A notice by Spire Bank states that all its depositors, except its main shareholder, will become customers of Equity Bank Kenya. Spire had 20,000 depositors, with about 3,700 loan customers and an equivalent of Kshs 1.32 billion of deposits will be transferred to Equity along with loans worth Kshs 945 million.
Equity term the transaction as “immaterial” to their group financial statements as it only adds 0.25% to their deposits now at Kshs 522.7 billion, but which will ensure that Spire customers enjoy uninterrupted banking services. Spire will pay Equity a cash amount, estimated at Kshs 468 million, to bridge the difference in the loans and the deposits transferred.
As per the agreement, Spire will cease offering bank services and deal with its creditors and staff. Spire’s parent, the Mwalimu National Sacco, has over Kshs 60 billion in assets but will walk away from the ill-advised venture into banking – that never made a profit from when it was acquired as Equatorial Commercial Bank – confident that the exit decision is in the best interests of its customers and stakeholders.

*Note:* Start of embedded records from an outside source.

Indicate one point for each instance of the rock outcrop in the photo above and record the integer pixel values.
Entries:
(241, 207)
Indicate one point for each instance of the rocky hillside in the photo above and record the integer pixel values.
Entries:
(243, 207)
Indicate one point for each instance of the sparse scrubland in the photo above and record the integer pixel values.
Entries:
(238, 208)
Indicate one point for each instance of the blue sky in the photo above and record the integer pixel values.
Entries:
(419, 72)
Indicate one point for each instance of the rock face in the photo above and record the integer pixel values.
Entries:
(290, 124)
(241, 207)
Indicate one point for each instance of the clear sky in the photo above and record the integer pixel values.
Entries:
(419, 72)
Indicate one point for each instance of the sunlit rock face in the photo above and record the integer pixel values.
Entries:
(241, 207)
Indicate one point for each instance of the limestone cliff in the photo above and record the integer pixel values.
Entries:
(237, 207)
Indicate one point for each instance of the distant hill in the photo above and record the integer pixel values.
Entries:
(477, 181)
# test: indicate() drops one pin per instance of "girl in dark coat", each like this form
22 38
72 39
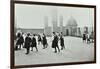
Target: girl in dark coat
33 43
44 41
62 42
27 43
21 41
55 42
84 37
18 42
39 40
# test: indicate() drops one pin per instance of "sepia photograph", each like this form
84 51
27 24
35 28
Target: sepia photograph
50 34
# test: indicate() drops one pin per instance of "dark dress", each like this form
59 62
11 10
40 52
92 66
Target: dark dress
61 41
34 44
44 40
27 42
55 42
39 39
18 42
21 40
84 36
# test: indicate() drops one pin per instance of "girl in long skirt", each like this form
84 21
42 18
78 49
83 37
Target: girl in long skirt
39 40
62 42
44 41
33 43
55 42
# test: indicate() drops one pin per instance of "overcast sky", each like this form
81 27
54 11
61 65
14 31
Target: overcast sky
32 16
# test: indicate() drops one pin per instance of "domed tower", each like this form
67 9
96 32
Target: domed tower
71 27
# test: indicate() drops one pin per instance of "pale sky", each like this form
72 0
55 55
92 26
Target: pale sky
32 16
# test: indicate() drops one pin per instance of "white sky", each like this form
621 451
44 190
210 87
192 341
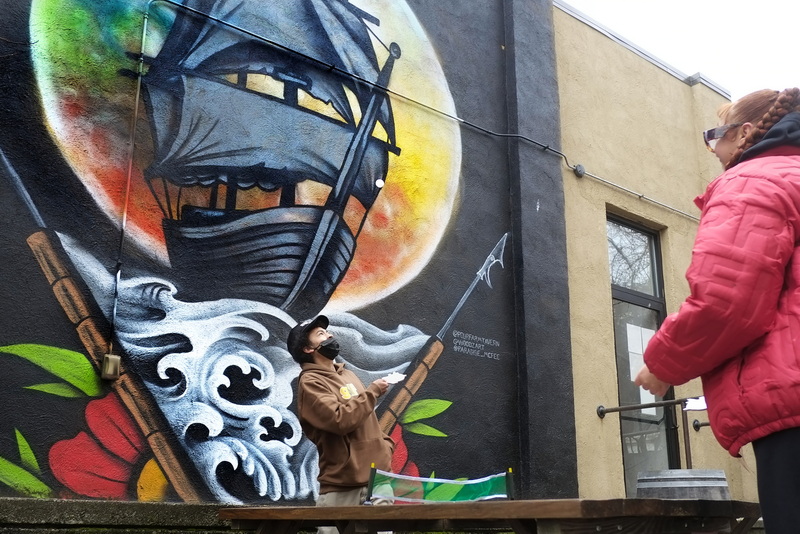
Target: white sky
740 45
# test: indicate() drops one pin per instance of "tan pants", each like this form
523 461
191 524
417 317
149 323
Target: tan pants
353 497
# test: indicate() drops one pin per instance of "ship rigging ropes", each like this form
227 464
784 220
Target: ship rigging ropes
578 169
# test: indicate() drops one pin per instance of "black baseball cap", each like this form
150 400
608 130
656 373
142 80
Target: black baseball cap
298 336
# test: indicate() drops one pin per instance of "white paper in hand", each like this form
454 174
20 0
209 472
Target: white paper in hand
394 378
696 404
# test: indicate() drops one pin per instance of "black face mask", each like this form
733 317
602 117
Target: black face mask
329 348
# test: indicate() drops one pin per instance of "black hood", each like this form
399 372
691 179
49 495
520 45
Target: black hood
785 132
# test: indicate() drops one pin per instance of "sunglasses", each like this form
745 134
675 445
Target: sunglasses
710 137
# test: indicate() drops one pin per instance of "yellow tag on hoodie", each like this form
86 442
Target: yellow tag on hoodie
348 391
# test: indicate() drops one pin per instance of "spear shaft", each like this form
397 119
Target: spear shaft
400 395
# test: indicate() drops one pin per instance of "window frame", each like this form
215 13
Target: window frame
657 303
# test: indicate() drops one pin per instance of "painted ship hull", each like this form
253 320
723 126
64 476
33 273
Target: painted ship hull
290 257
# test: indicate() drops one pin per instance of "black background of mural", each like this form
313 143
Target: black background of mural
482 423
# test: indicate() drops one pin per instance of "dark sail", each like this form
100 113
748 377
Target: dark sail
227 108
208 124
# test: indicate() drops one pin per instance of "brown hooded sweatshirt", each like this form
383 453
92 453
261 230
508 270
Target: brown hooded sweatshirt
338 414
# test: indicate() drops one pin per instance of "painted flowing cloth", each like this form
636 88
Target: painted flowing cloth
408 489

Spire Bank shareholders will hold an extraordinary general meeting at the end of November 207 to approve an increase in bank capital that has been eroded by recent losses at the bank.
At the November 27 EGM, shareholders will approve the creation of 100 million new shares, worth Kshs 500 million that will be allocated to Equatorial Commercial Holdings. Kenyan banks are to have a minimum core bank capital of Kshs 1 billion, and as at June 2017, Spire’s capital was down to Kshs 1.6 billion and the bank had a half-year loss of Kshs 307 million coming on the back of a 2016 loss of Kshs 967 million. Spire had Kshs 13 billion assets, Kshs 6.4 billion loans, and Kshs 7.6 billion deposits as at June 2017. But interest income and total income at the half-year was sharply down from that in June 2016 which could point to their performance trend for the end of 2017.

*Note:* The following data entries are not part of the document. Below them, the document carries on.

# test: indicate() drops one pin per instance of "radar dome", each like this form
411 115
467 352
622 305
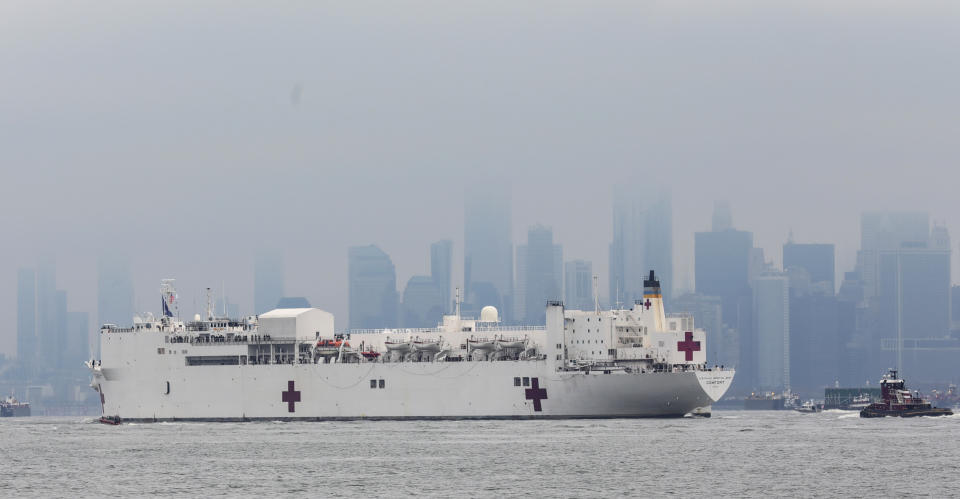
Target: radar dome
489 314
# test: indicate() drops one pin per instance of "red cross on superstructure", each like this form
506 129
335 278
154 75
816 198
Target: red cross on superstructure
688 346
291 397
536 394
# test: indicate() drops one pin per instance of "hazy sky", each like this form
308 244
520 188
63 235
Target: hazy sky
190 135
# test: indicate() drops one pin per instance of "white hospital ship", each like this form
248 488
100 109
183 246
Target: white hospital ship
291 364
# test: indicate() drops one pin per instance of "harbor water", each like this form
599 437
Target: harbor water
735 453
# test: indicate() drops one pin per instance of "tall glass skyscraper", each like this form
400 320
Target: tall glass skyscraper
267 281
488 250
642 241
115 291
441 270
373 288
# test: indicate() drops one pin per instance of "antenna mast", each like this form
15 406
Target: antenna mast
458 302
596 293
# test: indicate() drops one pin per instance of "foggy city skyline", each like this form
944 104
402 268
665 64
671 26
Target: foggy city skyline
188 143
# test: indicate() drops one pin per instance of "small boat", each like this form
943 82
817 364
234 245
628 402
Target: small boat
480 344
511 342
859 403
896 400
110 420
808 407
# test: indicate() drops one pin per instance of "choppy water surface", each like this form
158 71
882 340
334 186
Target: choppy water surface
732 454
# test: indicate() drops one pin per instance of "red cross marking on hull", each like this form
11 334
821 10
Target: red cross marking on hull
291 397
536 394
688 346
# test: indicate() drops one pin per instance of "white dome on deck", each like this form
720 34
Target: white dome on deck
489 314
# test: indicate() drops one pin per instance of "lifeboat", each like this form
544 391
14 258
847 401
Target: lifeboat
512 342
427 345
322 343
480 344
398 346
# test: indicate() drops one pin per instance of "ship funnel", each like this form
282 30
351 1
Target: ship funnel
653 301
168 297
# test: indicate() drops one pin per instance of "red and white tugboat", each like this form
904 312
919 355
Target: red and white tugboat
896 400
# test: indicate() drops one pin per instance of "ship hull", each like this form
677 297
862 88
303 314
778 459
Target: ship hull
443 390
15 411
904 413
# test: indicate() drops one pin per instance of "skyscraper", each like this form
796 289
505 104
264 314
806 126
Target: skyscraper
642 241
77 340
422 304
441 271
114 291
725 261
267 281
817 259
488 250
914 298
373 288
722 261
26 316
49 316
540 277
771 305
578 285
887 231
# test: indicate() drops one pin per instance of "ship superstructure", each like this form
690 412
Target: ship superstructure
294 364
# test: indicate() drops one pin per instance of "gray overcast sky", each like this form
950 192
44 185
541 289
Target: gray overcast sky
173 131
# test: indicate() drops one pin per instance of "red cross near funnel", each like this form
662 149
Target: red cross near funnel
291 396
688 346
536 394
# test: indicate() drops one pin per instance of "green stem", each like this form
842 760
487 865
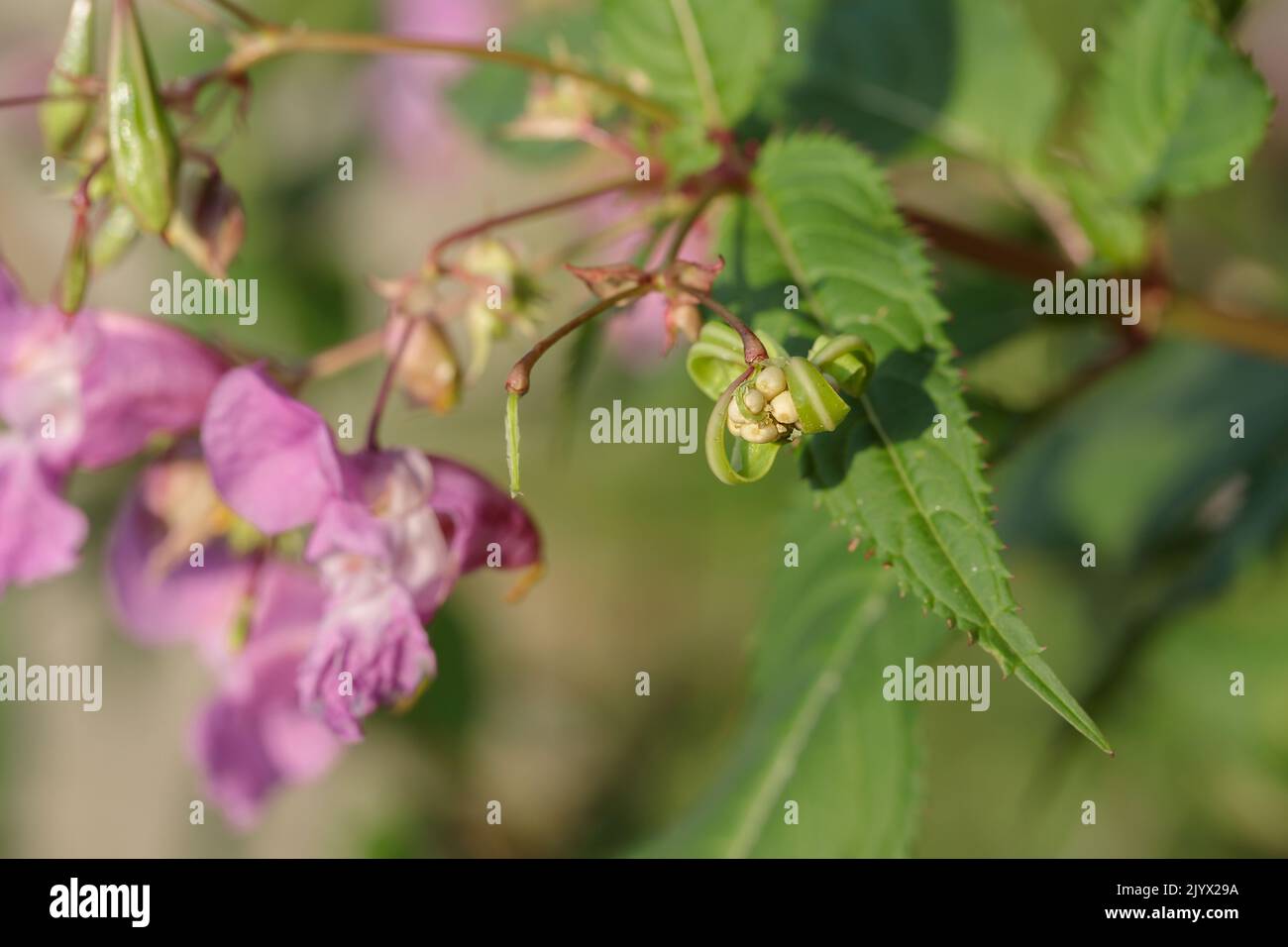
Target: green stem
436 252
519 377
690 221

In 2015, Mwalimu SACCO one of the country’s largest credit societies bought out and rebranded the former Equatorial Commercial Bank as Spire. Equatorial had itself been formed from a merger between Southern Credit and Equatorial banks in 2010.

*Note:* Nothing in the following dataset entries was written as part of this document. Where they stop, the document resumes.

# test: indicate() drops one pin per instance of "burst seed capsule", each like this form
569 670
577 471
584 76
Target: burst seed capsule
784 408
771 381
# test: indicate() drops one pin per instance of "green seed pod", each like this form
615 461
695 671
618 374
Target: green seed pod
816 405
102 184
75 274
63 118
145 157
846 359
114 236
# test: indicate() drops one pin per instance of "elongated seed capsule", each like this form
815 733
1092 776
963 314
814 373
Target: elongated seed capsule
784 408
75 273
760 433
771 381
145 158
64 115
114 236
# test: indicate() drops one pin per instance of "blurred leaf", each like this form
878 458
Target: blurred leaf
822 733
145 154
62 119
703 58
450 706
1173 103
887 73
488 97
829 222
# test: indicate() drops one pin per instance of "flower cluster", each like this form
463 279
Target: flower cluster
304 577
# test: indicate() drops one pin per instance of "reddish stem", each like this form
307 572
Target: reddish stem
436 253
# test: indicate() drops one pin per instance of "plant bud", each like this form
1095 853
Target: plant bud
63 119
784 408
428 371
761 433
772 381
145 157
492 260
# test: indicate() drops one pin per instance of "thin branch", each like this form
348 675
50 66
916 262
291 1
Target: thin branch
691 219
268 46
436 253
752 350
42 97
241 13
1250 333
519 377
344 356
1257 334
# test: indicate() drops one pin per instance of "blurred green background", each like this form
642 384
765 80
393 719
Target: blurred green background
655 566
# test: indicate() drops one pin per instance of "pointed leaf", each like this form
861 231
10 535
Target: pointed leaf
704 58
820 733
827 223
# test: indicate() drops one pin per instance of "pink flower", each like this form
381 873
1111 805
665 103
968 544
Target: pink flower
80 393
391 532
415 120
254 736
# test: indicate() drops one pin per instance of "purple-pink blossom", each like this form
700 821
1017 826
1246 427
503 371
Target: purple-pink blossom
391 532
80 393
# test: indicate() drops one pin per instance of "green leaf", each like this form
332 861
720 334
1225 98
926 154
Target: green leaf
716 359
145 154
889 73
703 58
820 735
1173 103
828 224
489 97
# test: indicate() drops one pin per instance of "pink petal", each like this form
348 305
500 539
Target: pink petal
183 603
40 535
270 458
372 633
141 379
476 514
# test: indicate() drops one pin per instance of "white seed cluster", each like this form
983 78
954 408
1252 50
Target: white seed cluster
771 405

Mwalimu SACCO has Kshs 37 billion in assets and Kshs 3 billion profit in 2016 and has over 70,000 members as owners. This is the second bank capital injection by Mwalimu at Equatorial after another with the buyout. The shares will be allocated among Equatorial Commercial Holdings which owns 98% of Spire bank has shareholders including Mwalimu National Holdings (75%), Yana Towers (10%), A.H. Butt (8%), Yana Investments (6.75%, and who also own 11% of CBA) and N.N. Merali (0%).